We must plan for human capital redeployment and obsolescence – As current worker skills become obsolete, we must plan for what to do with those individuals. Leadership should start planning in advance for these out-of-date skills, assessing if employees possess other skills for redeployment or must be managed out. It sounds callous to say it in this manner, but it’s much crueler not to plan and to surprise a long-honored employee with an unexpected round of layoffs.
The way we incent and motivate our human capital must change – We no longer live in a world where employees expect to work a 9-5, 5-day-a-week existence from which they’ll retire with a memento from time served. Work-life balance, excellent benefits, flexible work schedules, and employee perks make for a more progressive work environment, but we must also think about how to create a plan for as much longevity and give and take as we can. Opportunity for advancement, advanced learning, roles that cause individuals to stretch and grow, consistent performance feedback, and rewards both title and monetary helps keep the people side of the business humming as well as its technological counterpart.

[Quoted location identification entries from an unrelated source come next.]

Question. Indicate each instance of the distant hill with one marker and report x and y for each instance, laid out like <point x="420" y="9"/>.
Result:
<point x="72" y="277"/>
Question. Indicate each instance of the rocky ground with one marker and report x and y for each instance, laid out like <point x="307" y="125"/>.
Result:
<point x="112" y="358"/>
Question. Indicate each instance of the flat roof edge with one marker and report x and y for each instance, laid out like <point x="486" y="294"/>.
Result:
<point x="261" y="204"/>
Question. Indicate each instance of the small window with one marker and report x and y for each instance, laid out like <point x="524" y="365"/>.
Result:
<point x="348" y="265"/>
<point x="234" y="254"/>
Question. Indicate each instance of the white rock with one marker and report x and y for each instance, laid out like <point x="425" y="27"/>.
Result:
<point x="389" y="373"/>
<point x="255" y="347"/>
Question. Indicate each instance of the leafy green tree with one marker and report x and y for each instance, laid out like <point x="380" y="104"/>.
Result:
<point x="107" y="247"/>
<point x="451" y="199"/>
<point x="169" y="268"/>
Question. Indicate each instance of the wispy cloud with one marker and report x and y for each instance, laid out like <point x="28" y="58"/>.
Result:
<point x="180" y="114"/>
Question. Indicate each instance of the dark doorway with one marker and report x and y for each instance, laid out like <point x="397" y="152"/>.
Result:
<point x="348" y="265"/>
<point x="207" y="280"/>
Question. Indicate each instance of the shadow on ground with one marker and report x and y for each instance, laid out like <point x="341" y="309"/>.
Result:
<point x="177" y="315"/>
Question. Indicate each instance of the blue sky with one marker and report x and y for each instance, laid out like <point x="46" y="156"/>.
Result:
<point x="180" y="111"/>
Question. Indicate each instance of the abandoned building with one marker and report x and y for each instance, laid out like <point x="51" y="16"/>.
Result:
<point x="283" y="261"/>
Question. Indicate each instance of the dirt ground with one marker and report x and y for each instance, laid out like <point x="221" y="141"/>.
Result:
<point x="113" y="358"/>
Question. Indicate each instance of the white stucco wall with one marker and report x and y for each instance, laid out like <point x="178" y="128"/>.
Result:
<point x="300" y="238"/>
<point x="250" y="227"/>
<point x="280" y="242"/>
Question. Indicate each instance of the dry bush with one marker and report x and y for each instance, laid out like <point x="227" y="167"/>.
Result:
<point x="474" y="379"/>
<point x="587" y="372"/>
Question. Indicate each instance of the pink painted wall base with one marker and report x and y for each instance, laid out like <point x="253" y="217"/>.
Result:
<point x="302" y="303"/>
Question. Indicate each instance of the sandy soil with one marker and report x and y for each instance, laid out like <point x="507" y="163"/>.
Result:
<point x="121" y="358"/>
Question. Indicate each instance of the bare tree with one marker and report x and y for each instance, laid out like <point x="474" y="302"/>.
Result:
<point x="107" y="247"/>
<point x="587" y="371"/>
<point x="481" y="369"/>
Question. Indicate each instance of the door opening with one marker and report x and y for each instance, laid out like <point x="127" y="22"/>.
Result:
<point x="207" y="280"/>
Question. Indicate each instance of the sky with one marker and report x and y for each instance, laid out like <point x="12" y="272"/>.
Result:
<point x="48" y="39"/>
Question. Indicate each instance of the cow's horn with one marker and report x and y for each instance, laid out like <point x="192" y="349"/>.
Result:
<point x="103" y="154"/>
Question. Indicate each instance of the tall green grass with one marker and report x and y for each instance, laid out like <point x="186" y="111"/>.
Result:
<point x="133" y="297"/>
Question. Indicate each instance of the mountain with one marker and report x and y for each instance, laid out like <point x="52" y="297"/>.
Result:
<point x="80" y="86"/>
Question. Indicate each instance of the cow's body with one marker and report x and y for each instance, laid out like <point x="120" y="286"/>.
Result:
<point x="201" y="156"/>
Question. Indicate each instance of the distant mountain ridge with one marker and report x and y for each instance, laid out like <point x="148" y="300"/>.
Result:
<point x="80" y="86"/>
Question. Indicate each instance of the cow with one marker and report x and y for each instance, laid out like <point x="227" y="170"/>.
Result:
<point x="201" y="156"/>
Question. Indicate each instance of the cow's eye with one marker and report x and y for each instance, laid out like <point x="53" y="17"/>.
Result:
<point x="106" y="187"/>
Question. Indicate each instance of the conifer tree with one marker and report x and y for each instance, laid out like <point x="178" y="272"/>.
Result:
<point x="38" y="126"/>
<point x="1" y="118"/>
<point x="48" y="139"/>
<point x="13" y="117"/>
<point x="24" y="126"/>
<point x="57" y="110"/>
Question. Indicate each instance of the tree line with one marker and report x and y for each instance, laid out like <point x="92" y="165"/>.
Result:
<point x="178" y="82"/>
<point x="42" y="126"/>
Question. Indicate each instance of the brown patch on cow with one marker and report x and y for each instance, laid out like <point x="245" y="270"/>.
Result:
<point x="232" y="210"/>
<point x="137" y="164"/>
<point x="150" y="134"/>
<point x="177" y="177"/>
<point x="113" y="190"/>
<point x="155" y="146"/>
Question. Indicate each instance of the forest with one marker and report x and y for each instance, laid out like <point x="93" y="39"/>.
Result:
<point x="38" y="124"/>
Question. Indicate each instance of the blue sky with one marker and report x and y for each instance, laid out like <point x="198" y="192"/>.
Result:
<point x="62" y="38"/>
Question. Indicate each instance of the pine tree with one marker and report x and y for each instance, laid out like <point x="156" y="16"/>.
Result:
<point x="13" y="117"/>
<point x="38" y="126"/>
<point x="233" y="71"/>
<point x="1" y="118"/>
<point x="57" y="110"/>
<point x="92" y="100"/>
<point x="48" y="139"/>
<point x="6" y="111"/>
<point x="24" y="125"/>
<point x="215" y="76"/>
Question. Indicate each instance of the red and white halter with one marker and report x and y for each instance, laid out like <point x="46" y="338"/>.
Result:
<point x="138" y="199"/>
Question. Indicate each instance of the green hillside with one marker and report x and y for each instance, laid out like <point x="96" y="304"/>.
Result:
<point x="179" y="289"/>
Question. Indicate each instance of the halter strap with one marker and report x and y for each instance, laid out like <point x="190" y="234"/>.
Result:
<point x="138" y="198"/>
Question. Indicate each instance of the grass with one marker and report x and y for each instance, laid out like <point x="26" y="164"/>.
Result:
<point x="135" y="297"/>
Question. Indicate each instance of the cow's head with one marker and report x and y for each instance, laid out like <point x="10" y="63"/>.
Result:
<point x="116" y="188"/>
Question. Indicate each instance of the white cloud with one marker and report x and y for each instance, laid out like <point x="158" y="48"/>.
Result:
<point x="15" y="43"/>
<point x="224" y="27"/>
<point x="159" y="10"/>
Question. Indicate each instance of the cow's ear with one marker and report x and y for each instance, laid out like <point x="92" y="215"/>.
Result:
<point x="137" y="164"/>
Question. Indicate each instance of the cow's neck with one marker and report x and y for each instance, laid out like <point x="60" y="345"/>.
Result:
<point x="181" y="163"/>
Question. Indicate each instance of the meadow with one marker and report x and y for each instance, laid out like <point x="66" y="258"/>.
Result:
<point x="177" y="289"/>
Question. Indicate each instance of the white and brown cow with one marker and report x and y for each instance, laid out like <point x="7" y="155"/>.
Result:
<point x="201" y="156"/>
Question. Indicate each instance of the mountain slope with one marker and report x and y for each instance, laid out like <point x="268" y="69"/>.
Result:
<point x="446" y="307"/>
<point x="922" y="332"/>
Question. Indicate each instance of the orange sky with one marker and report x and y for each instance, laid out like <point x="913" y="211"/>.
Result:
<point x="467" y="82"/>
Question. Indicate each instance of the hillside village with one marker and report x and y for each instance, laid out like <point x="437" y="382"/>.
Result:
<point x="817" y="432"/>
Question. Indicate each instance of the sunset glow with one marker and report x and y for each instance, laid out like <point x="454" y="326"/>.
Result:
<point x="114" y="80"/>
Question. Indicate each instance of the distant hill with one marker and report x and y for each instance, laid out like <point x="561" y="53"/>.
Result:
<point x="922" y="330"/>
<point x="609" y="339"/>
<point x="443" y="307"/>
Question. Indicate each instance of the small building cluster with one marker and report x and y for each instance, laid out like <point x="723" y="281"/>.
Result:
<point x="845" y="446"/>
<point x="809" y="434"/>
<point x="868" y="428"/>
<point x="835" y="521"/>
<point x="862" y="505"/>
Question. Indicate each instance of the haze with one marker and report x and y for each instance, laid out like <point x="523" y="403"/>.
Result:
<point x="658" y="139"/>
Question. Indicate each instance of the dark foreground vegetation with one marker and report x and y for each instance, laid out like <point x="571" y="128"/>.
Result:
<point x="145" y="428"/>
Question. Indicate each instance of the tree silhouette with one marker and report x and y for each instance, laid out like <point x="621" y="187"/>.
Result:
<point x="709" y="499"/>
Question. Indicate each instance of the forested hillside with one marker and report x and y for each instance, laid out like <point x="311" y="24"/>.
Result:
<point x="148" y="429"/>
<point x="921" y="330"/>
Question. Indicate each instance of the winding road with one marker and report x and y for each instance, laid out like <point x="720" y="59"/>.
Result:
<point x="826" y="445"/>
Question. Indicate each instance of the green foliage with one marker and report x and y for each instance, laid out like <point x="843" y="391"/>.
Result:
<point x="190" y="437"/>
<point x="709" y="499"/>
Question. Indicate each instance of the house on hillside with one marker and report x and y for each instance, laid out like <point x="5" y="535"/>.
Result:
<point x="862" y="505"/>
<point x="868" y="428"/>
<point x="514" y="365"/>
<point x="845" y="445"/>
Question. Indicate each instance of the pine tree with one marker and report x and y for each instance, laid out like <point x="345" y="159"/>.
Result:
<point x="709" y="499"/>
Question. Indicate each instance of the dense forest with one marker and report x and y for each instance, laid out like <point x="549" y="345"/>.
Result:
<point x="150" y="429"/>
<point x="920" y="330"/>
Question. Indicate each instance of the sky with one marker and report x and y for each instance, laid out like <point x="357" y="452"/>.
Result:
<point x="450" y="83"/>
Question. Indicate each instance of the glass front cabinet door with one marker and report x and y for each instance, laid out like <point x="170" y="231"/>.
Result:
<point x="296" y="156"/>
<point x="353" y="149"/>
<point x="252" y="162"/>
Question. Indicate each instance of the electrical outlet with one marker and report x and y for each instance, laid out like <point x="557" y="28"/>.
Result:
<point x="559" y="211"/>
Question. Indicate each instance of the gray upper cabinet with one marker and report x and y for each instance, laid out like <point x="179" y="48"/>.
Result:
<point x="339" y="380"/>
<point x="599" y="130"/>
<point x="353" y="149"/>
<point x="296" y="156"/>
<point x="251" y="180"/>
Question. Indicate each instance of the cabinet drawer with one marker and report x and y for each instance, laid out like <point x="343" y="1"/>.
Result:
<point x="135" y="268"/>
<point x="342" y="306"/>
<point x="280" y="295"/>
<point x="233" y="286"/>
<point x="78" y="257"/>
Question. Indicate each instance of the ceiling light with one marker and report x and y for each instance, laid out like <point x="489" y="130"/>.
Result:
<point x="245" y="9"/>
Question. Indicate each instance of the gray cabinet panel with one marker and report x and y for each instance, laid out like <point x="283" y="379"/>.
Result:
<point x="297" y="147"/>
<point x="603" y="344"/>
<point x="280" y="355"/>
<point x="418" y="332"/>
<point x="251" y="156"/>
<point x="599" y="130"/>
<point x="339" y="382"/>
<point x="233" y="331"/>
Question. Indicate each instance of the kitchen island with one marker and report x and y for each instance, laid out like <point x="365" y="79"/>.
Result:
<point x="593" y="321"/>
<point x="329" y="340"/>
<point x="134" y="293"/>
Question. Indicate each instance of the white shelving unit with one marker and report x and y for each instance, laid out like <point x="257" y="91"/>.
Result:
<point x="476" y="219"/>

We must expect the unexpected – One thing is for certain: change is constant in today’s business world. Every day, our geo-political climate, the world of technology, the very world itself is changing around us. Leadership will win or lose the battle for the future longevity of their organization by their ability to plan for what they don’t know as well as what they do. Contingency plans, forward thinking, and the ability to adapt and manage the unexpected is the only insurance policy for the future. We must anticipate that we don’t know what’s coming, and must make the best of our resources to plan for the inevitable.
Artificial intelligence and robotics are the next advance in business, and along with these massive technological advances comes great responsibility for leadership. Will we harness these great winds of change for our own benefit, or will we find ourselves dashed upon the rocks of business history? Leadership will determine our fate, and we must take it very seriously.